Data reveals the talent gap between the Power Four and Group of Six conferences continues to expand
www.cbssports.com
For whatever reason, they arbitrarily left off 3rd team all conference players and such players transferred outta the SEC & Big Ten to the ACC/XII like Justice Haynes; or within the conference like Princewill U & Koi Perch.
Nevertheless, to continue into the players who transferred; let’s start with the Big XII.
10 guys they included: Omarion Miller, Jordan Seaton, Raleek Brown, Brendan Sorsby, John Henry Daley, Austin Romaine, Smith Snowden, Keaton Thomas, Benjamin Brahmer, & Carson Hansen
Colorado (2) —> LSU and Arizona State
Utah (2) —> Michigan
Cincinnati (1) —> Texas Tech
Arizona State (1) —> Texas
Kansas State (1) —> Texas Tech
Iowa State (2) —> Penn State
Baylor (1) —> Ole Miss
So we have half of the guys leaving teams because their teams changed their head coaches (& following them to their new school for 4 outta 5). 30% stayed in conference, and only 3 players left to the SEC/B1G without following their coaches. Colorado and Baylor, formerly home to 2 of the 3 players, won a combined 8 games this past season.

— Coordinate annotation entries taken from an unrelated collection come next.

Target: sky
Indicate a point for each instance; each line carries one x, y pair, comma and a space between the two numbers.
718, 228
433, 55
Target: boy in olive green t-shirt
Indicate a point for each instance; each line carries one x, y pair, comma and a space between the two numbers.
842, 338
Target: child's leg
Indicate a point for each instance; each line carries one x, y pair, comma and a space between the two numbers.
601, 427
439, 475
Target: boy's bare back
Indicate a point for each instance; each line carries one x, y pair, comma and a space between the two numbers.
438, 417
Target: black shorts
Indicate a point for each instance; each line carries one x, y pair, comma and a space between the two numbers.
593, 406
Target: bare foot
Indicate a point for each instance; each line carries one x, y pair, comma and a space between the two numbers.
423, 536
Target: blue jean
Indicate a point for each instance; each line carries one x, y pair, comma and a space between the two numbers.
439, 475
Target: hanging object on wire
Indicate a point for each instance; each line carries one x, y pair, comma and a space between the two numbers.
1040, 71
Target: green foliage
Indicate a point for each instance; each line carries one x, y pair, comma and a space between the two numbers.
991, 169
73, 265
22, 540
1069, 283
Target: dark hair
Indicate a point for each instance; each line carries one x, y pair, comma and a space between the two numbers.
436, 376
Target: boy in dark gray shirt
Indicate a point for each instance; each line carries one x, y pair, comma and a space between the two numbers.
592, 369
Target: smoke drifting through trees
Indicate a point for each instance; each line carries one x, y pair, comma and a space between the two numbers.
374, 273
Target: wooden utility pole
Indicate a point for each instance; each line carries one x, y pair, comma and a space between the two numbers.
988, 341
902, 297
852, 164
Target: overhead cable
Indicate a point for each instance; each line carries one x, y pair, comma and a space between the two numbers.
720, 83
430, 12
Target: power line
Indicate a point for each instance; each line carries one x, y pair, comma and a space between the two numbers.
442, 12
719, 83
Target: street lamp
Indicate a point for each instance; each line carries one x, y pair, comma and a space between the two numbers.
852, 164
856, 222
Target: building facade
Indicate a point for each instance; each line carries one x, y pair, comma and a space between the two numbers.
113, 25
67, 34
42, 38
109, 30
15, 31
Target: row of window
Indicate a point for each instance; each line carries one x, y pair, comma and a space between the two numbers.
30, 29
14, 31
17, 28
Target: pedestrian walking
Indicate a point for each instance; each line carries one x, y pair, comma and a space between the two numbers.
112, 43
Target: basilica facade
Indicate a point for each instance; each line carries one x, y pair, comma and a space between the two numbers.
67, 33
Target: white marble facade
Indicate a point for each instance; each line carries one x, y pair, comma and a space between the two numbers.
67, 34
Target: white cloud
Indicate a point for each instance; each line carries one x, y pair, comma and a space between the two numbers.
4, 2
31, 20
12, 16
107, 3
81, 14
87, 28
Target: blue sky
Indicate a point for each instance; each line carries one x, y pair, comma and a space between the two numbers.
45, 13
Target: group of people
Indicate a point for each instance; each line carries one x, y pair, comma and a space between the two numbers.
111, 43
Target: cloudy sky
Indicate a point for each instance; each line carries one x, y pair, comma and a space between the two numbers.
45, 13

Onto the ACC. We know 2 of the 6 stayed in conference with Mensah and Barkate. Hollywood Smothers went to Texas. Earl Little Jr left to OSU after his team went 5-7 (somehow still beat P2 powerhouse Alabama, his former school, tho…) and his former HS HC and college DB coach Pat Surtain was fired. Rasheem Biles went to Texas. And Cade Ulauave transferred from Cal to BYU after his coach got fired.

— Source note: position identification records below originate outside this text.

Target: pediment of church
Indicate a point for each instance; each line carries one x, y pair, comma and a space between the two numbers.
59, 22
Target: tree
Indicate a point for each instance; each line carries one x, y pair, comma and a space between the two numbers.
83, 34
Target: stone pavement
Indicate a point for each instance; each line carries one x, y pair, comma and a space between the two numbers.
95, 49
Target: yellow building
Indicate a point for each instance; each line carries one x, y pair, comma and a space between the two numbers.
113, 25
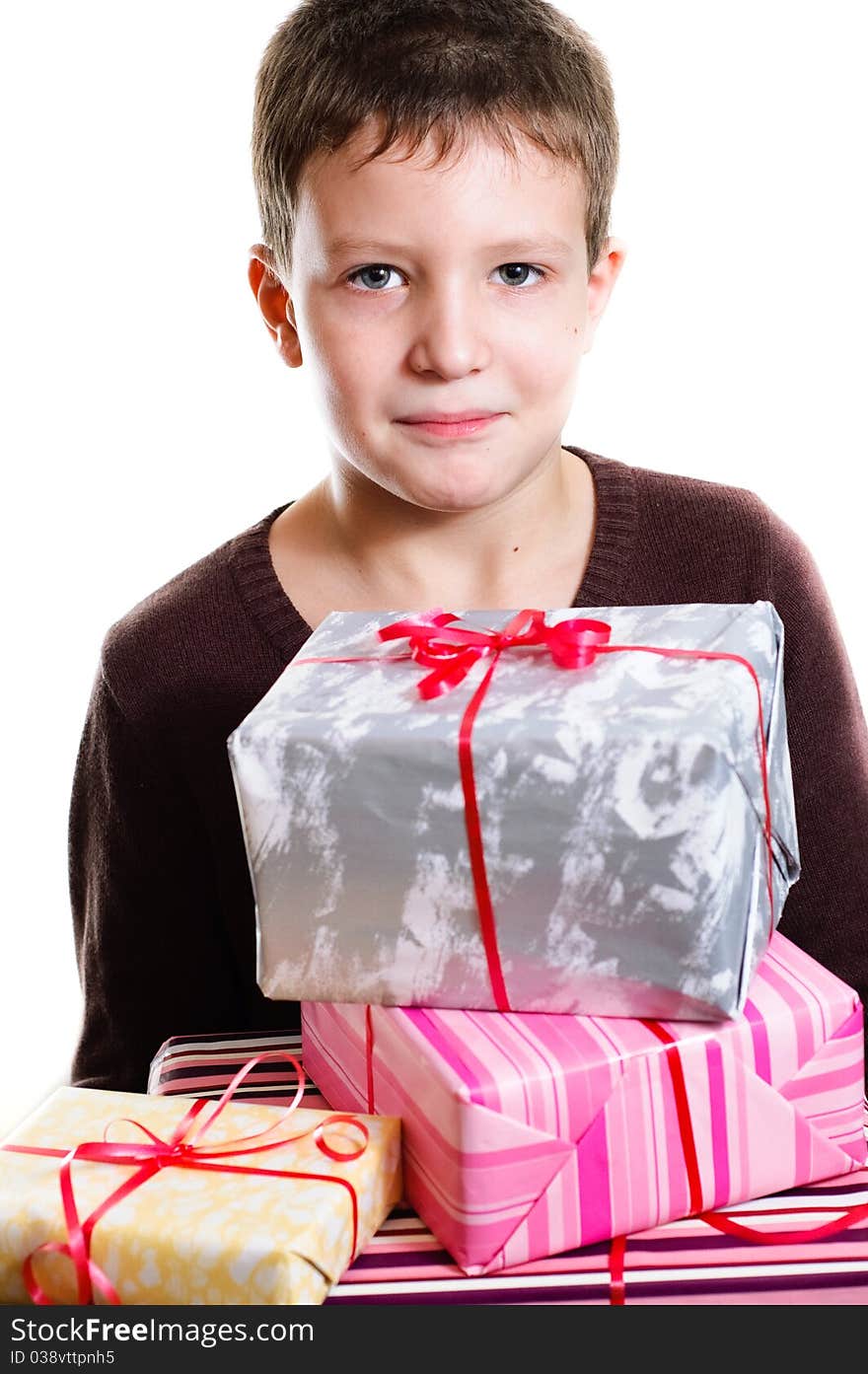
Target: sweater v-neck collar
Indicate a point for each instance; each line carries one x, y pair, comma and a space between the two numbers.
612, 555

So again, we see that coach firings preceded up 7 of the 16 ACC/XII 1st or 2nd all-conference players’ transfers. We know 10 outta the 16 transfers went to B1G/SEC and 7 1st/2nd all-conference p4 players transferred to the ACC/XII (Damon Wilson being 1 of the 7). So we went from a +1 portal ‘p2’ advantage in ‘25 to a +3 portal ‘p2’ in ‘26 advantage. NBD lol
All the XII/ACC teams that lost the aforementioned player(s) were on teams that won 8 or less regular season games; Utah being the only exception. Even Duke’s two postseason wins only got them to 9 on the year; including a loss to Mensah’s former program Tulane.

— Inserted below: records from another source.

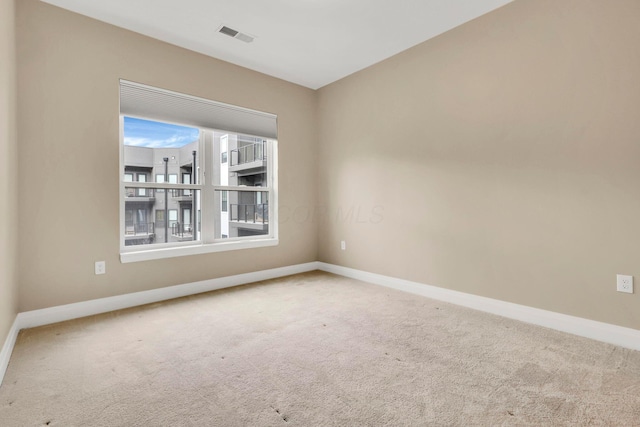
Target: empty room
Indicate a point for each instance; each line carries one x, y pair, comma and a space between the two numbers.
319, 213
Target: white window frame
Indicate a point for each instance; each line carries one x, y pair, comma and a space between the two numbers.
208, 243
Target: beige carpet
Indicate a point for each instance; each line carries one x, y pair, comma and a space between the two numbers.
314, 350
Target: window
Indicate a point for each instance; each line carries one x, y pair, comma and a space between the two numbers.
224, 201
215, 170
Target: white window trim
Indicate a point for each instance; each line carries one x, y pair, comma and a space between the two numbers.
206, 244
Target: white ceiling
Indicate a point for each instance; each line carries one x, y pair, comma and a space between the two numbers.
308, 42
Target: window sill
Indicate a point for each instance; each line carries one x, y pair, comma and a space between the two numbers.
148, 255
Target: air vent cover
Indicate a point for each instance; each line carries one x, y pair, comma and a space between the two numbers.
235, 34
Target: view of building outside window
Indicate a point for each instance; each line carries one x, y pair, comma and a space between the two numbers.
167, 153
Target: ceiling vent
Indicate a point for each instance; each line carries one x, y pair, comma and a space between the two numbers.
235, 34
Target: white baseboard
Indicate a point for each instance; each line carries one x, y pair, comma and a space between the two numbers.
46, 316
7, 348
612, 334
617, 335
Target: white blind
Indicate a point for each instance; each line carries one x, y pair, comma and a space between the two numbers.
159, 104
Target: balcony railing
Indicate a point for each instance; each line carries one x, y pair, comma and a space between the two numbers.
181, 230
257, 214
249, 153
181, 193
139, 192
140, 228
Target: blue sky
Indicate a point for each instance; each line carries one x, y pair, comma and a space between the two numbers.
146, 133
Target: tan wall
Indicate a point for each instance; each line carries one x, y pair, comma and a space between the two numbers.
69, 68
503, 156
8, 170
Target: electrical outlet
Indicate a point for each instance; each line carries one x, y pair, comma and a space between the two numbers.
624, 283
101, 267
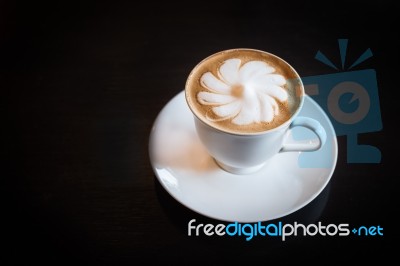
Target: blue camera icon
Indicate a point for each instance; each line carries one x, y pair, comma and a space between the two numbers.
351, 101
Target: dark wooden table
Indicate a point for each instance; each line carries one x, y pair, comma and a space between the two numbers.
82, 84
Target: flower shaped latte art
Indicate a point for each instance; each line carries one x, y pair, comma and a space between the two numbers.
245, 93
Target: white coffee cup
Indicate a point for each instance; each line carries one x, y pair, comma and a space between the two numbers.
246, 153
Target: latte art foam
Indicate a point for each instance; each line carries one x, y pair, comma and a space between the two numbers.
246, 93
243, 91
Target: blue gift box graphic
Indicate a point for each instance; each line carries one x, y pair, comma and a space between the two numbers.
351, 101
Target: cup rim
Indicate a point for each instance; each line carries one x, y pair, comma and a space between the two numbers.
259, 133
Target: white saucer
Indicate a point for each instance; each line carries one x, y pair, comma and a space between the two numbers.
286, 183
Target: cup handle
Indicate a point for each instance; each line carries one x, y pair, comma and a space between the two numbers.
314, 126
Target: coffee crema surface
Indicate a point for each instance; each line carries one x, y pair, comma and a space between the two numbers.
243, 91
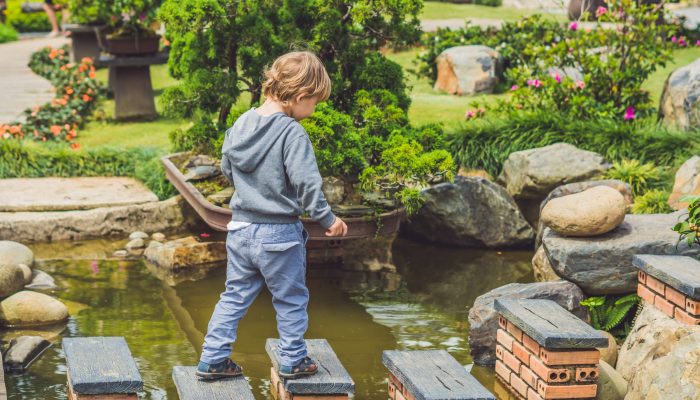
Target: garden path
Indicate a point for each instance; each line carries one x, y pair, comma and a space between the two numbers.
20, 88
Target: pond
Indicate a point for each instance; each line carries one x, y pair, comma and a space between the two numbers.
423, 304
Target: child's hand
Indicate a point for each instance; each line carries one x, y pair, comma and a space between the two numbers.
338, 228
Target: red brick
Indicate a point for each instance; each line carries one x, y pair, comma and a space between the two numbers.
519, 385
551, 375
515, 332
528, 376
684, 317
550, 357
512, 362
566, 391
664, 305
521, 353
504, 339
655, 285
645, 293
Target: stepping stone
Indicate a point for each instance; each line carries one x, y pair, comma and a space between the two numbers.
331, 382
671, 284
68, 194
101, 367
430, 375
545, 352
190, 387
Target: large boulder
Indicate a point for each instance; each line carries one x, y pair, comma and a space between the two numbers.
532, 174
483, 318
592, 212
680, 99
603, 264
661, 358
27, 308
467, 70
572, 188
687, 183
471, 212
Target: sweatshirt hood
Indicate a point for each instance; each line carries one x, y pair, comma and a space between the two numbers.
253, 138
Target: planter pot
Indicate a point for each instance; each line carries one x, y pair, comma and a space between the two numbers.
132, 46
218, 217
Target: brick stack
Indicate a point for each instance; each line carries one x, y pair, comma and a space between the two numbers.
567, 369
671, 284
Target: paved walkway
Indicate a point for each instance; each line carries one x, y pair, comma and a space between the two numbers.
20, 88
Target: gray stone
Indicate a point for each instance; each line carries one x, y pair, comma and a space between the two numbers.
532, 174
680, 99
41, 280
660, 358
603, 264
471, 212
468, 70
483, 318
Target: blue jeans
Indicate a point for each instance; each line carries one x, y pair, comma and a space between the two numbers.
270, 254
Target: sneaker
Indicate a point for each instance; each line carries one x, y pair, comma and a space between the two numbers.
306, 367
224, 369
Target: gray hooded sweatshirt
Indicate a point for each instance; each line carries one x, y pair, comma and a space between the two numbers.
270, 161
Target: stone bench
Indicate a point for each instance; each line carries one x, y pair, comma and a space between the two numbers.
331, 382
430, 375
101, 368
671, 284
545, 352
190, 387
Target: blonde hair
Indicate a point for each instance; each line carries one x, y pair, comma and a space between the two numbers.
297, 73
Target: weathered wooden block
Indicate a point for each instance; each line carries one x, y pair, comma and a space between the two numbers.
417, 372
331, 378
550, 325
190, 387
101, 365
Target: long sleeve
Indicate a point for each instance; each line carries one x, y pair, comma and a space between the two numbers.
301, 168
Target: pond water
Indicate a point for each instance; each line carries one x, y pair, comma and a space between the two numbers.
422, 304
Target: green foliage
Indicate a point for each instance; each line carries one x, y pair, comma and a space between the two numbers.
688, 227
21, 159
613, 314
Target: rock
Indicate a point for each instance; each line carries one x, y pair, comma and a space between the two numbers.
138, 235
472, 212
602, 264
680, 99
13, 253
221, 198
27, 308
23, 351
687, 183
202, 172
564, 190
541, 267
611, 385
467, 70
186, 252
158, 237
483, 318
41, 281
333, 189
660, 359
532, 174
609, 354
592, 212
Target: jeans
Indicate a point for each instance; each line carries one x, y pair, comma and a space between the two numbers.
270, 254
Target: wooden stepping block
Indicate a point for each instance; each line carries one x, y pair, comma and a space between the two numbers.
549, 324
430, 375
190, 387
101, 368
331, 382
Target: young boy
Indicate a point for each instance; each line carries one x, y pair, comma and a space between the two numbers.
268, 157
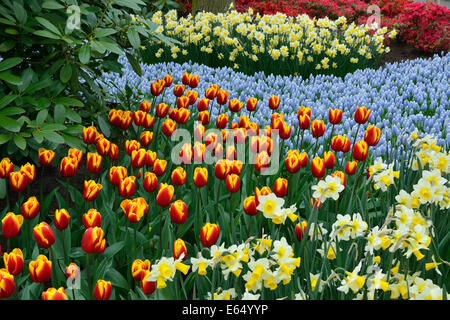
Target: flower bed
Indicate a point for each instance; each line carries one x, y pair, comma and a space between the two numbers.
272, 44
151, 223
401, 96
424, 26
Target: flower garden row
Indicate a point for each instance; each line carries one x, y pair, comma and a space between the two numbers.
274, 44
332, 222
422, 25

They make an argument about conference supremacy of the P2; then, when it comes to retaining players, they use intra-conference transfers as a negative without noting that the statistics to prop up their argument (42.9% + 43.4%) hold less purpose if the players are staying within the conference; or transferring to a conference that’s not the Big Ten or SEC.
Moreover, they don’t take the time to tell us
where those
g6 all conference guys are going; just that they are going. Once you know the why and the input methodology too, their argument looks dumber.